It dates back to around 2648 B.C.
There’s a massive trench surrounding the oldest step pyramid in Egypt, the Pyramid of Djoser, and an expert has now claimed it may have severed as a kind of 3D model of the Pharaoh’s journey to the afterlife.
According to an Egyptologist from the University of Warsaw, Poland, excavations at the Pyramid of Djoser–built between 2667 and 2648 B.C., during the rule of Pharaoh Djoser have revealed new clues on the ancient Egyptian afterlife and its interpretations.
Kamil O. Kuraszkiewicz believes what he and his team have found is a kind of 3D model of the Pharaoh’s journey to the afterlife.
As explained by ‘Science in Poland,’ a website curated by the Polish Ministry of Science and Higher Education, archeologists have discovered several carved tombs that are believed to be hundreds of years younger than the connecting tunnels and the pyramid of Djoser.
At the end of one of the many horizontal corridors, experts found a room they believe dates back to when the pyramid was first built, around 2648 B.C.
Inside this room, the archeologists recovered a ritual harpoon with depictions of snakes carved onto it.
According to scholars, the ancient Egyptians believed that to get to the afterlife, the deceased must first travel through the tomb, making their way to the underworld, where the god Osiris would await to pass judgment.
When the declared ‘woke’ after death, they would make their way across a massive corridor lined with depictions, illustrations, and hieroglyphics, guiding them to the afterlife.
Afterlife in Ancient Egypt
But the journey to the afterlife was not an easy one.
It was believed in ancient times that each journey to the afterlife was different for each person. Furthermore, this journey was considered dangerous and complex, and the deceased had to overcome various difficult obstacles and overcome dangerous creatures before making it to the afterlife.
That’s why Kuraszkiewicz argues the item he and his team found in the chamber dating back to the construction of the pyramid served as a weapon for the afterlife:
“This weapon could be either one of the threats awaiting the king or a weapon prepared for the ruler to be used against them,” Kuraszkiewicz told PAP.
Therefore, the Polish Egyptologist argues, the corridors could be a 3D model of the afterlife, and if that is the case, there should be a lot more corridors at the site waiting to be found.
The ‘Dry Moat’
The Trench spoken of by Kuraszkiewicz was found in the early 20th century and is known as the Dry Moat.

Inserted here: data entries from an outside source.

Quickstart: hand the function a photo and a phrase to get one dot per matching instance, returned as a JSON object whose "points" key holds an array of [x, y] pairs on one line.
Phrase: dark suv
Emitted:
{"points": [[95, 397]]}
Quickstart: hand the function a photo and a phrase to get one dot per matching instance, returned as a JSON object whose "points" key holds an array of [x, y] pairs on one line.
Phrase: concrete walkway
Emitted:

Stretching nearly2,500 feet by 2,000 feet, the ‘Dry Moat’ was previously believed to have served as a stone quarry for the limestone used in the Pyramid construction.
Other experts have argued that it wasn’t a quarry but a sacred boundary for the pharaoh’s royal tomb.
But Kuraszkiewicz argues it is far more critical than that, and it was most likely a three-dimensional depiction of the afterlife.
“The ‘Dry Moat’ could have been a model of the way that the dead king had to travel to achieve eternal life, a road with obstacles such as walls with high crossings, guarded by dangerous creatures. The niches could be designed for them” – Kuraszkiewicz points out.